También nosotros andamos en demasiadas ocasiones (a veces casi todo el día), inquietos y agobiados por demasiadas cosas. Vivimos en una sociedad que nos empuja y/o arrastra desde una serie de necesidades creadas, que nosotros hacemos nuestras, desde unos patrones que nos marcan lo que debemos hacer, lo que es aceptado...  Todo ello nos llena de estrés, angustia, tensión, nos hace estar inquietos, perder nuestra paz… Pero también es un camino marcado, que nos lleva a creer que lo que hacemos es lo único que podemos hacer, que es nuestro deber… Nos multiplicamos como Marta para poder dar abasto con los servicios a los que creemos somos llamados… Y estamos seguros de que lo que hacemos es bueno. A veces nos sentimos satisfechos porque entendemos que es nuestro deber; a veces asfixiados porque no encontramos salida a la espiral de acciones en las que andamos sumergidos; a veces contrariados porque nuestra sensación es la de aquel que corre pero nunca llega a ningún sitio… Sin darnos cuenta nuestra vida es puro activismo, con demasiadas cosas que nos absorben, nos descentran, nos sobrepasan. Nos hemos puestos a nosotros mismos como centro de nuestro propio universo. Sí, porque aunque parece que lo que hacemos es por el otro, sin embargo es por como yo me siento, por lo que yo he decidido, por mis metas… Y acabamos olvidándonos de lo realmente importante… No escogemos lo realmente importante como hizo María… ¡Qué actitudes tan distintas las de estas dos hermanas a la hora de acoger a Jesús!

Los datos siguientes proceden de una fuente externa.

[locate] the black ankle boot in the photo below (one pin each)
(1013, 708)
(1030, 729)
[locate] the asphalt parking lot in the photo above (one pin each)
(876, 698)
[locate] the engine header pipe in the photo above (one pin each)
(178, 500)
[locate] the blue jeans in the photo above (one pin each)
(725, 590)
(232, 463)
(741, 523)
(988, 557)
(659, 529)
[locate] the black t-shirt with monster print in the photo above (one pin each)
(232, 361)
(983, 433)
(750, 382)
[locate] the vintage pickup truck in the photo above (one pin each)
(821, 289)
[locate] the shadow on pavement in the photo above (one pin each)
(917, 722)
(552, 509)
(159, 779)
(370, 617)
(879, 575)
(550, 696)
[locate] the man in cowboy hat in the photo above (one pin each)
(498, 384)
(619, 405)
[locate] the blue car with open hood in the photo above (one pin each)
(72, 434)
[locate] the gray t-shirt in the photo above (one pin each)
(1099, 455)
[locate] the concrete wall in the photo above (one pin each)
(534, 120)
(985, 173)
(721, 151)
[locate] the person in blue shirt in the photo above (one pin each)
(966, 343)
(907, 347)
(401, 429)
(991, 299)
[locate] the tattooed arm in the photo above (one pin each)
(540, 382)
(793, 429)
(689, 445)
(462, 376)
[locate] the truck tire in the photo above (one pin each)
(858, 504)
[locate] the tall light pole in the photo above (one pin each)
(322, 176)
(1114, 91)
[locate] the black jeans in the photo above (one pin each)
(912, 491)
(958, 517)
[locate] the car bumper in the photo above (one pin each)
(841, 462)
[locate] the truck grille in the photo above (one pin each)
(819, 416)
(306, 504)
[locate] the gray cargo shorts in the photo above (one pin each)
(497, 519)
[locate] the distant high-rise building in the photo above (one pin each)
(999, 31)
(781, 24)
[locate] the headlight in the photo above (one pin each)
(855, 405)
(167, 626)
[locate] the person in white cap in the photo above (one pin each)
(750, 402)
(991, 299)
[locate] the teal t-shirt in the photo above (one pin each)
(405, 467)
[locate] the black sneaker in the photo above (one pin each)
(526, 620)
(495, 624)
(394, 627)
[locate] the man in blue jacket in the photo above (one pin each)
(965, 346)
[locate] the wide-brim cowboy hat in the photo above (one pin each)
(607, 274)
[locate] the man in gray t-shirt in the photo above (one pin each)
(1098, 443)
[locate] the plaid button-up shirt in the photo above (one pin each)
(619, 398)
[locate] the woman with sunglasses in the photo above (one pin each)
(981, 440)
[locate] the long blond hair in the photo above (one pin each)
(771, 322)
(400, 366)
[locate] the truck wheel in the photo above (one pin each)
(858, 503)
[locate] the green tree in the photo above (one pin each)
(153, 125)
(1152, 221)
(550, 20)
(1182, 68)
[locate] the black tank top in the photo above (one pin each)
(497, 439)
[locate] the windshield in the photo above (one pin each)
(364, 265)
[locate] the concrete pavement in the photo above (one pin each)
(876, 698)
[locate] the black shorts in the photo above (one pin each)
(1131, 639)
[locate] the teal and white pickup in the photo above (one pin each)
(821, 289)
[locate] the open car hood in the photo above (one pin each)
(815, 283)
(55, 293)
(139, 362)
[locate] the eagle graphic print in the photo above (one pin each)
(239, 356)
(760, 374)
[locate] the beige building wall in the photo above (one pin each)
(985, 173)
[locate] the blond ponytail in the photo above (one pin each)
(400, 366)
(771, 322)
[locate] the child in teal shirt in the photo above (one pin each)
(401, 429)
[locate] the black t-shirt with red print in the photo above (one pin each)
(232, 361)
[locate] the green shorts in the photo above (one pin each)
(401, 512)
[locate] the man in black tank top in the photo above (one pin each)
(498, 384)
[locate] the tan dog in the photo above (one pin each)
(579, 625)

Ese debe ser nuestro actuar. Escoger a Jesús como lo más importante, como eje de nuestra vida. Pero de verdad, no con frases blandas. Dediquemos los momentos principales de nuestro día a estar con Él o a escuchar su Palabra. Escuchar debe ser la acción principal del que es discípulo. Busquemos tiempos de quietud y silencio para atender y acoger al Señor. No es tiempo perdido, en blanco, improductivo… Ese tiempo de escucha, nos lleva a poner la mirada en el Señor y por tanto nos libera. Solo esto es necesario en medio del ruido del mundo, de los problemas… Escuchar al Señor que es el que nos da la vida plena. Y después, nuestra acción será sosegada, calmada; brotará de escogerle a Él, de esa relación intensa y personal con Él.
No olvidemos que la mejor parte siempre es escoger al Señor, la confianza y el convencimiento de que está, haciéndonos fecundos, renovando nuestra vida, aportándonos fuerza y luz para el camino… Recibamos al Señor como Marta en nuestra casa (familia, comunidad…). Pero recibámoslo con la actitud de María. Él nos liberará de nuestras inquietudes y nos hará disfrutar de su compañía. Hagamos silencio, para curarnos de tanta prisas, para encontrarnos con nosotros mismos, para escuchar la llamada de Dios.